Quando o assunto é energia renovável, muita gente costuma citar os mesmos líderes: Noruega, Suécia, Islândia. Na prática, porém, o eixo já mudou faz tempo. Um país domina com tanta clareza as estatísticas de energia eólica, solar e afins que a Europa agora só tenta acompanhar: a China. E essa mudança está alterando de forma profunda a correlação de forças no mercado global de energia.
China vira superpotência da energia limpa
A essência dessa história é simples: há anos a China investe com agressividade em energia eólica e solar, e com isso chegou ao topo dos rankings mundiais. A participação das fontes renováveis na geração de eletricidade cresce em ritmo acelerado, não apenas em alguns projetos vitrines, mas em todo o território do país.

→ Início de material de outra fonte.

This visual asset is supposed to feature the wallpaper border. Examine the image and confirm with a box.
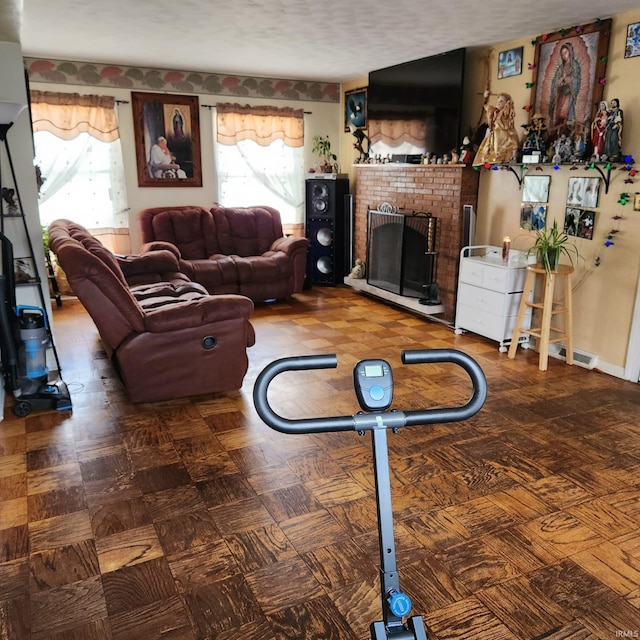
[24,58,340,102]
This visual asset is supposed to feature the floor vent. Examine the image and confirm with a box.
[549,344,598,369]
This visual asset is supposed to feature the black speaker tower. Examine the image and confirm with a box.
[306,174,353,285]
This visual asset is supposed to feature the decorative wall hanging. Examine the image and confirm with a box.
[624,22,640,58]
[344,88,367,131]
[567,178,600,207]
[531,20,611,158]
[522,176,551,202]
[498,47,523,80]
[131,92,202,187]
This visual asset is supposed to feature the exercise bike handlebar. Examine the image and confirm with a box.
[253,349,487,434]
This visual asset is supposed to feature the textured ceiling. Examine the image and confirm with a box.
[18,0,638,82]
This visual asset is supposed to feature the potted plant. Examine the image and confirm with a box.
[527,220,580,273]
[311,136,338,173]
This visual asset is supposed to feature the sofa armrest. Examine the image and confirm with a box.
[270,236,309,256]
[144,294,253,333]
[140,240,182,260]
[115,250,180,281]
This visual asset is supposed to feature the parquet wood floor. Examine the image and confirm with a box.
[0,287,640,640]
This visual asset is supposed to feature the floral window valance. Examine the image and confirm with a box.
[30,90,119,142]
[369,119,427,147]
[216,103,304,147]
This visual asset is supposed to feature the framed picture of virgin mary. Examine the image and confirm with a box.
[131,91,202,187]
[531,20,611,157]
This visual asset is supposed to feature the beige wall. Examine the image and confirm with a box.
[467,9,640,377]
[30,81,339,251]
[341,9,640,377]
[8,9,640,376]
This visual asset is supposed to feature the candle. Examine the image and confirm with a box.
[502,236,511,262]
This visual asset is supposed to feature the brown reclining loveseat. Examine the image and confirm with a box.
[138,206,309,302]
[49,220,255,402]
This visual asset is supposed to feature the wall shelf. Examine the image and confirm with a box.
[479,157,635,193]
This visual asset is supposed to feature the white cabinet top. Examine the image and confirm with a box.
[460,244,536,269]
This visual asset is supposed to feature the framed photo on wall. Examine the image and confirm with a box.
[131,91,202,187]
[531,19,611,152]
[498,47,523,80]
[522,176,551,202]
[624,22,640,58]
[344,88,367,132]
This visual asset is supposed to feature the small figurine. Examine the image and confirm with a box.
[604,98,624,161]
[522,113,547,156]
[2,187,18,216]
[460,136,473,164]
[349,258,365,280]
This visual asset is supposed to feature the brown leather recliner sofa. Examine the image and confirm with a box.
[138,206,309,302]
[49,220,255,402]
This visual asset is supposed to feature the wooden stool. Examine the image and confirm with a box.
[507,264,573,371]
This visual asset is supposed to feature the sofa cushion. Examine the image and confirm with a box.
[211,206,282,257]
[131,282,209,311]
[233,251,293,286]
[138,206,221,260]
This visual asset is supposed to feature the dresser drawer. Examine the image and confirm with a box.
[460,258,527,293]
[458,282,508,316]
[456,302,531,342]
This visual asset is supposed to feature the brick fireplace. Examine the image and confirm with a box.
[354,163,479,321]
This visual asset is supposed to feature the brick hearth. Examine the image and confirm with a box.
[354,164,479,321]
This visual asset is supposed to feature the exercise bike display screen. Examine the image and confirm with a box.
[364,364,382,378]
[353,360,393,411]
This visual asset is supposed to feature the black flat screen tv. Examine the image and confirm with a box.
[367,49,465,157]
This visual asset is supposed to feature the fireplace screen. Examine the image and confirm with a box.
[367,210,438,298]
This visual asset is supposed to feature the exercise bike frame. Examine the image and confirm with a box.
[253,349,487,640]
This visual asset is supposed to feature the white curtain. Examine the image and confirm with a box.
[34,131,129,229]
[31,91,128,229]
[213,105,304,225]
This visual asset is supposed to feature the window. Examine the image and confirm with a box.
[214,105,304,230]
[31,91,128,229]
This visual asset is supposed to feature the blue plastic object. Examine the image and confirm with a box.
[387,589,412,618]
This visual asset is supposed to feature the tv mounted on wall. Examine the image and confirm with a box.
[367,49,465,157]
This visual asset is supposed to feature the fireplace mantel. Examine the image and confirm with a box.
[354,163,479,322]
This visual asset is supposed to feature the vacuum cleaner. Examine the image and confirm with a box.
[253,349,487,640]
[0,233,72,417]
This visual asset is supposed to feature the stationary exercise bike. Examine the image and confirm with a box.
[253,349,487,640]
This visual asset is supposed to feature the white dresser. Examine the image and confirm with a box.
[455,245,531,353]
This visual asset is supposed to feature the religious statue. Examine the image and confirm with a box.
[522,113,547,156]
[604,98,624,161]
[473,93,520,166]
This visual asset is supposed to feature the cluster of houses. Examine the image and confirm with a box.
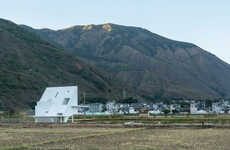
[78,100,230,115]
[35,86,230,122]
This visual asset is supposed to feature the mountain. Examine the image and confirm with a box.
[22,24,230,100]
[0,19,122,111]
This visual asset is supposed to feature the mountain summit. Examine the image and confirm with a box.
[24,24,230,99]
[0,19,121,111]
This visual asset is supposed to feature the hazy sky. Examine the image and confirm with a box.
[0,0,230,63]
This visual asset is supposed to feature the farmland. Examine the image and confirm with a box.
[0,126,230,150]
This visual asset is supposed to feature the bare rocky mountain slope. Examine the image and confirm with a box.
[0,19,120,111]
[22,24,230,100]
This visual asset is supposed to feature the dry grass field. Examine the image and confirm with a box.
[0,127,230,150]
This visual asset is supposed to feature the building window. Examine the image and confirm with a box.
[62,98,70,105]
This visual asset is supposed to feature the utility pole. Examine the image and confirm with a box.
[123,89,126,99]
[83,92,86,105]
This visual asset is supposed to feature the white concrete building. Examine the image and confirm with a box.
[190,103,198,114]
[87,103,103,113]
[35,86,78,123]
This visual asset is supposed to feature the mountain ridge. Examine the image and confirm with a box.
[21,24,230,99]
[0,19,123,111]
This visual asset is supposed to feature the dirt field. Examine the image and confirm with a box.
[0,128,230,150]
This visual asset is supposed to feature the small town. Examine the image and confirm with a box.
[78,100,230,115]
[0,0,230,150]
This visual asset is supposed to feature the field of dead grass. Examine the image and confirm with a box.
[0,127,230,150]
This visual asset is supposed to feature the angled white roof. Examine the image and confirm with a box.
[35,86,78,117]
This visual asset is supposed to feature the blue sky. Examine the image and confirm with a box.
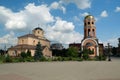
[0,0,120,48]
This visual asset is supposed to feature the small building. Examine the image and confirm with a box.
[8,27,52,57]
[117,38,120,56]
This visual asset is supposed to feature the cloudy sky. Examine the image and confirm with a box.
[0,0,120,48]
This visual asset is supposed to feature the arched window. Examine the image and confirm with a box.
[88,22,90,25]
[84,22,86,26]
[92,29,95,36]
[88,29,90,36]
[92,22,94,24]
[22,39,24,44]
[33,40,35,45]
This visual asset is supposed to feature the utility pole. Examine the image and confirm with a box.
[108,43,111,61]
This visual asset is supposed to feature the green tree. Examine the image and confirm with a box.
[67,47,78,57]
[20,52,27,58]
[26,49,31,57]
[34,42,42,61]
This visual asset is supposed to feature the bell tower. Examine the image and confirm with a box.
[81,15,99,57]
[84,15,96,39]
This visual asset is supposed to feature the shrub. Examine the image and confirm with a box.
[4,55,13,63]
[82,53,89,60]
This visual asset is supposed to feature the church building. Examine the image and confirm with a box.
[69,15,103,57]
[8,27,52,57]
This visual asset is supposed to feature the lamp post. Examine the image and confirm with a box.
[108,43,111,61]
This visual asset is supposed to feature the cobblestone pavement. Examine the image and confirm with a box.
[0,58,120,80]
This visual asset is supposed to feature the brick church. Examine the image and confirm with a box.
[69,15,103,57]
[8,27,52,57]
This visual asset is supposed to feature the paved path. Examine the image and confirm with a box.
[0,58,120,80]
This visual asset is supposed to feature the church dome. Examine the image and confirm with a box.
[85,15,94,19]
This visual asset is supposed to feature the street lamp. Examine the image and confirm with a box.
[108,43,111,61]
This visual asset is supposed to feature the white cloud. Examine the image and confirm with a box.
[0,3,83,45]
[50,1,66,14]
[100,10,108,17]
[46,19,83,44]
[80,12,89,17]
[0,3,54,30]
[115,7,120,12]
[103,37,118,47]
[61,0,91,9]
[53,19,75,33]
[0,32,17,48]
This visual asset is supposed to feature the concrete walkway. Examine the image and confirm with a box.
[0,58,120,80]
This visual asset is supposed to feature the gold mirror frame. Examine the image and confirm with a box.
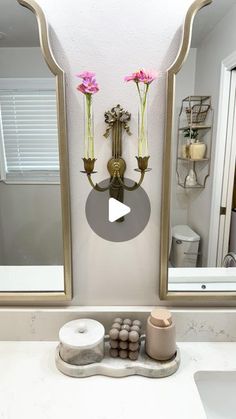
[159,0,236,302]
[0,0,72,304]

Enquanto a Europa se perde em longos processos de coordenação, Pequim, quando necessário, decide por meio de plano quinquenal. O resultado é mensurável: a China já gera mais eletricidade a partir de fontes renováveis do que toda a Europa somada. Energia eólica e geração solar fotovoltaica são os principais motores dessa vantagem.
A China responde hoje por cerca de dois terços das novas capacidades eólicas instaladas no mundo e também joga em uma liga própria quando o tema é energia solar.
Só nas grandes regiões desérticas do norte e do oeste do país estão sendo transformadas em imensos parques solares e eólicos. Províncias inteiras passam a cobrir quase toda a necessidade adicional de eletricidade com novas instalações verdes. Ao mesmo tempo, a China moderniza sua rede elétrica para lidar melhor com a entrada oscilante de energia vinda do sol e do vento.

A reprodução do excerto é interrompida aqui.